Alaska Airlines is redefining the inflight First Class experience with the launch of Chef’s (tray) Table, a new seasonal program that highlights acclaimed culinary talents from the West Coast. The initiative debuts with an exclusive menu from James Beard Award-winning chef Brady Ishiwata Williams, known for his work at Seattle’s celebrated Tomo restaurant.
The program follows the airline’s successful 2023 collaboration with San Francisco-based Chef Brandon Jew. Building on that momentum, Alaska Airlines has formalized the concept into a rotating series of chef partnerships. Chef Jew now joins the lineup alongside Chef Williams, with each menu designed to reflect the cultural richness and regional flavors of the West Coast.
“Chef Williams and Chef Jew work tirelessly at their craft and remain deeply rooted in their communities, no matter how successful they become,” said Todd Traynor-Corey, Alaska Airlines’ Vice President of Guest Experiences. “They embody Alaska’s values of giving back and excellence, making this a perfect partnership.”

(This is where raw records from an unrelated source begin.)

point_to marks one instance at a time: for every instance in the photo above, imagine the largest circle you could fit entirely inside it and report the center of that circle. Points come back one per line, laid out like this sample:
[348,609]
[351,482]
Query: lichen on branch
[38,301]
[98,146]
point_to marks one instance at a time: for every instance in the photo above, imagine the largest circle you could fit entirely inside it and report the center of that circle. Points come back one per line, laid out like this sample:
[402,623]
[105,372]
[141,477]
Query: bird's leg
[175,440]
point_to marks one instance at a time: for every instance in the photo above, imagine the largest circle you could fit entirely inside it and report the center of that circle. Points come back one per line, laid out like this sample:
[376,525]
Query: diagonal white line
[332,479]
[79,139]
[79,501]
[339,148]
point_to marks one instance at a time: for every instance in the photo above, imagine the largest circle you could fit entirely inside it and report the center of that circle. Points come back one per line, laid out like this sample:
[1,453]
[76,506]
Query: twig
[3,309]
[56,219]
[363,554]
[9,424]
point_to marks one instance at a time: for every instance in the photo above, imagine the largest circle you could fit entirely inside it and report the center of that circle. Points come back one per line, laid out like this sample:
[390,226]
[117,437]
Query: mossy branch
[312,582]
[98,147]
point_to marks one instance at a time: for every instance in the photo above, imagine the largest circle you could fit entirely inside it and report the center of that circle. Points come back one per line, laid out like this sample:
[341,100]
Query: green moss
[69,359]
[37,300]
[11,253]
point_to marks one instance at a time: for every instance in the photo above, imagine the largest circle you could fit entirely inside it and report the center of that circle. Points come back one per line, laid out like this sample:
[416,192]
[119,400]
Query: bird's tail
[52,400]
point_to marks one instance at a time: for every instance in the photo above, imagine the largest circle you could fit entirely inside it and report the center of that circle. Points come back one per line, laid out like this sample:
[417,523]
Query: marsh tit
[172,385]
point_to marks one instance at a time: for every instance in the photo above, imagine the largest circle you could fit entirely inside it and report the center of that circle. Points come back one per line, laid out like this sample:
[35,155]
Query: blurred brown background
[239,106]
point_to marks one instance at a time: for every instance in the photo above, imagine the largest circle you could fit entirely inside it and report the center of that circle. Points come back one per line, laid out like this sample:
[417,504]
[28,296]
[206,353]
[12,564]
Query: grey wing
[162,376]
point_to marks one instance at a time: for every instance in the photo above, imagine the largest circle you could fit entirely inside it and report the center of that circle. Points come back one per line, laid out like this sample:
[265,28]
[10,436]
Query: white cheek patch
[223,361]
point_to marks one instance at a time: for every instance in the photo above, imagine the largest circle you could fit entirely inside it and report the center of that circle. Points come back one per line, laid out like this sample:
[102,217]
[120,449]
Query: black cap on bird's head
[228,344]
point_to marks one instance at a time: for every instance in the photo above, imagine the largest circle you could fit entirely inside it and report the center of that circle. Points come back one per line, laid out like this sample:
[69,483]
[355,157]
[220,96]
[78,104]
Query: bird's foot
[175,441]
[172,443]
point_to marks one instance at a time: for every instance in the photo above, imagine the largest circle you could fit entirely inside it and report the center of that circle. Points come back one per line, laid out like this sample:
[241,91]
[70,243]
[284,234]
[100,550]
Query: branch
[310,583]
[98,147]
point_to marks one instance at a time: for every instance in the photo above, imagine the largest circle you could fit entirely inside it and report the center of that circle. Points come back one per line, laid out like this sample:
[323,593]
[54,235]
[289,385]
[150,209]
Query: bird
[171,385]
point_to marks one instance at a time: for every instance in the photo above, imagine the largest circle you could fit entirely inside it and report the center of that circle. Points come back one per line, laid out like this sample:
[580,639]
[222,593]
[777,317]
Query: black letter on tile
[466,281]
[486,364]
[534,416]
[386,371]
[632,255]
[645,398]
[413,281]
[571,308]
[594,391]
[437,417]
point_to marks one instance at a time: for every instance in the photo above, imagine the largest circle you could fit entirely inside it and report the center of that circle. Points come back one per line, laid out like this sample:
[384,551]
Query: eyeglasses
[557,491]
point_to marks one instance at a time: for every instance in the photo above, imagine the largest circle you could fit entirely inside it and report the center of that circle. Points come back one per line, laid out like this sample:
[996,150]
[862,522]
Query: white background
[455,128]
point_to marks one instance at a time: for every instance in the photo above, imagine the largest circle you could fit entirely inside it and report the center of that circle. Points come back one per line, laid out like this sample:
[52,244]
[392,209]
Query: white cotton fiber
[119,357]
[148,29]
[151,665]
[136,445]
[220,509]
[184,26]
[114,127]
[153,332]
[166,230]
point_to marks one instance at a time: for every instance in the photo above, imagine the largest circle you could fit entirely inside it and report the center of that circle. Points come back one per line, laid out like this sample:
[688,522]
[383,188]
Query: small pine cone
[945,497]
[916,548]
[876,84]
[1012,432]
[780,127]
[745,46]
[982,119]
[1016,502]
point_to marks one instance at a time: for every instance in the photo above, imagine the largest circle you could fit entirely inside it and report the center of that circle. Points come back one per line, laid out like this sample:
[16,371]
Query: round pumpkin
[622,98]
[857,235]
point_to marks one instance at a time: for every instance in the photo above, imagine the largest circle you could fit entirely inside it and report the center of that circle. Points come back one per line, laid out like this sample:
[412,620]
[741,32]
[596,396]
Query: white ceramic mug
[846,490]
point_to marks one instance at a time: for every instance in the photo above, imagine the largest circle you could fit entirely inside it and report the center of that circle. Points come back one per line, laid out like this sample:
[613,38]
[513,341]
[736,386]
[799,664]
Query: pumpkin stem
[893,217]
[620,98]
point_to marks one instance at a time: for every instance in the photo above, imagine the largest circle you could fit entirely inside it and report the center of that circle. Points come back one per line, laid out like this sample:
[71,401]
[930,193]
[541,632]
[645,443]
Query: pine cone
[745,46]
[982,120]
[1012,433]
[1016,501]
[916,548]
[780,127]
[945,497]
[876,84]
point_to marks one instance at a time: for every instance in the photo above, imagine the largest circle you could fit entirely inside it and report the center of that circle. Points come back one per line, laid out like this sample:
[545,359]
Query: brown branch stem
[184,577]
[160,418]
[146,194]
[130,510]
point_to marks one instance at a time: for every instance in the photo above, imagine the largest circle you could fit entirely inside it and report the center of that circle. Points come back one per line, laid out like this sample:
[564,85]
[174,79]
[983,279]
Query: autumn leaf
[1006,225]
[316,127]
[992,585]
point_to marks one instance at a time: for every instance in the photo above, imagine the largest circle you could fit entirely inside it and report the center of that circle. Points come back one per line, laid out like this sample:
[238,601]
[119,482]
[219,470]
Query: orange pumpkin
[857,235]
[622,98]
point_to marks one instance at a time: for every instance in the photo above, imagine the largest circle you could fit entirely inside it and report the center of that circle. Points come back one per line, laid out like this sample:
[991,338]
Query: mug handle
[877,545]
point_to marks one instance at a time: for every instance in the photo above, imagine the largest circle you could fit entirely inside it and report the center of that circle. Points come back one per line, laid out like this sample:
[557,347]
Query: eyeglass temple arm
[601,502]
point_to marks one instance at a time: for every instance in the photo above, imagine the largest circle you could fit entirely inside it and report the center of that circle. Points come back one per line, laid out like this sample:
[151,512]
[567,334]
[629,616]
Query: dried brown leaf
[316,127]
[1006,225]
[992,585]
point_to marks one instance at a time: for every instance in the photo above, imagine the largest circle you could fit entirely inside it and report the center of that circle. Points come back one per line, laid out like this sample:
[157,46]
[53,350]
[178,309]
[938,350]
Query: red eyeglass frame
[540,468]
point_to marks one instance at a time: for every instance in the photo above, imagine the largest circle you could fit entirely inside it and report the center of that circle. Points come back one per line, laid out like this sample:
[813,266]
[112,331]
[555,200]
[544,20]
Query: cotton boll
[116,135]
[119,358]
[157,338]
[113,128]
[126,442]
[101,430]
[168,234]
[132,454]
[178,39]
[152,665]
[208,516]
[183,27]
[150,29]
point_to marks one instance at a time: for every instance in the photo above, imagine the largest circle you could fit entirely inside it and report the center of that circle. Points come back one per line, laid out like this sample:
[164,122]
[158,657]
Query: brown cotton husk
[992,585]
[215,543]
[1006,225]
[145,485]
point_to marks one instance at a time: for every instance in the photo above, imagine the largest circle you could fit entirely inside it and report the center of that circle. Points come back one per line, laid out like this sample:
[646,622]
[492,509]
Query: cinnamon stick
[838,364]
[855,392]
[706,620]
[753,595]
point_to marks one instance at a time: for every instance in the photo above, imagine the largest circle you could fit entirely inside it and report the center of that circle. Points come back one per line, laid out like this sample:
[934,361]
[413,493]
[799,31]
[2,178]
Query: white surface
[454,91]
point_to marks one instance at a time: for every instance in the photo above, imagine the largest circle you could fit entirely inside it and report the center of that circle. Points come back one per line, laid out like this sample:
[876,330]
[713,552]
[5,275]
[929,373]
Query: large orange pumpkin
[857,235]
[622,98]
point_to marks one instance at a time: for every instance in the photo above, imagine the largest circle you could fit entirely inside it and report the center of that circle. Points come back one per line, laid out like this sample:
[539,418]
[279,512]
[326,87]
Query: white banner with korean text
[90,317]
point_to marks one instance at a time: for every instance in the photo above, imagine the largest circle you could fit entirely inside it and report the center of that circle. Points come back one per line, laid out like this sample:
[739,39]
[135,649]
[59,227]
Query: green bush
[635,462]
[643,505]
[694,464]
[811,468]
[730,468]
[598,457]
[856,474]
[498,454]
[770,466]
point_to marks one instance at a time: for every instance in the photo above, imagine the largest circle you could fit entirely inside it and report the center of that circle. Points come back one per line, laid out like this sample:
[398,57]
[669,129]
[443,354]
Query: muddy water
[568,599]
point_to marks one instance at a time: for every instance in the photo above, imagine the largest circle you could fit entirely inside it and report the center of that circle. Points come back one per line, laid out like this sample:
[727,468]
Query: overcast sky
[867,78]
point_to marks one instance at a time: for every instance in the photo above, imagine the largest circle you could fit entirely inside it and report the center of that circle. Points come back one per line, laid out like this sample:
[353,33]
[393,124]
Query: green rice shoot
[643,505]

Chef Brady Ishiwata Williams brings a personal touch to the new menu. With roots in his grandparents’ diner and a résumé that includes Michelin-starred kitchens and a leadership role at Seattle’s Canlis, Williams launched Tomo in 2021. Speaking on the collaboration, he shared, “Every dish and ingredient carries a story, and I’m incredibly proud to partner with an airline that champions local business owners like me. This collaboration has shown me how deeply Alaska cares about every detail.”
Available in First Class starting June 5, the exclusive menu will be offered on transcontinental routes between Seattle and JFK, Newark, and Washington D.C. Breakfast includes a Mochi Waffle with Fried Chicken, topped with apple miso butter and tamari-maple syrup. For dinner, passengers can enjoy Klingemann Farms Glazed Short Rib. Return flights feature chilled Buckwheat Soba with Ahi-Tuna Tataki.
Alaska Airlines continues to lead the industry with its pre-order meal system, which allows passengers on flights over 1,100 miles to select from up to five chef-designed options. The initiative not only enhances the onboard experience but also reinforces the airline’s commitment to supporting regional chefs and culinary innovation.